B05From “Displaced Persons“ to “Refugee”
Legal-Bureaucratic Human Categorization in the Postwar Period
At the end of the Second World War, the Allies found more than 8 million people in Central Europe who could not or would not return to their country of origin.
These were initially considered "displaced", later also "refugees", "expellees" or "stateless foreigners". Linked to these categorisations was the question of where stateless, often formerly deported or fugitive people came from and went to, of their agency and "rights to rights" (Hannah Arendt).
How did the self-classifications and external classifications of those seeking protection outside their state of origin change in the post-war period? To what extent did older, for example racialising categories from the Nazi or colonial era or humanitarian and religious connotations of the concept of refugee come into play? The project examines these and other questions in the case of the Ruhr region. It shows how the British occupation administration, the international organisations and the people in transit dealt with multiple affiliations and, through their interaction, produced the generic category of person "refugee".

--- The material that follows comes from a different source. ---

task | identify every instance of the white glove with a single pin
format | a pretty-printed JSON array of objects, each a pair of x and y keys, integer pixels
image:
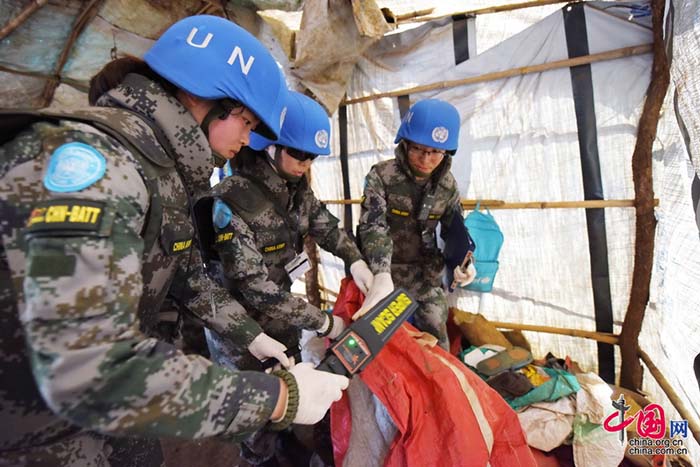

As a region characterised by a high degree of mobility, the Ruhr region of the post-war period stands for a condensed area of overlapping categorisations of self and other. As a result of the world wars and the new border demarcations in the 20th century, multiple spatial affiliations became a fundamental problem for countless people. The resulting conflicts about categorisations of self and other had considerable effects - for example, on the establishment of our current concept of refugee and the political self-conceptions of those seeking protection.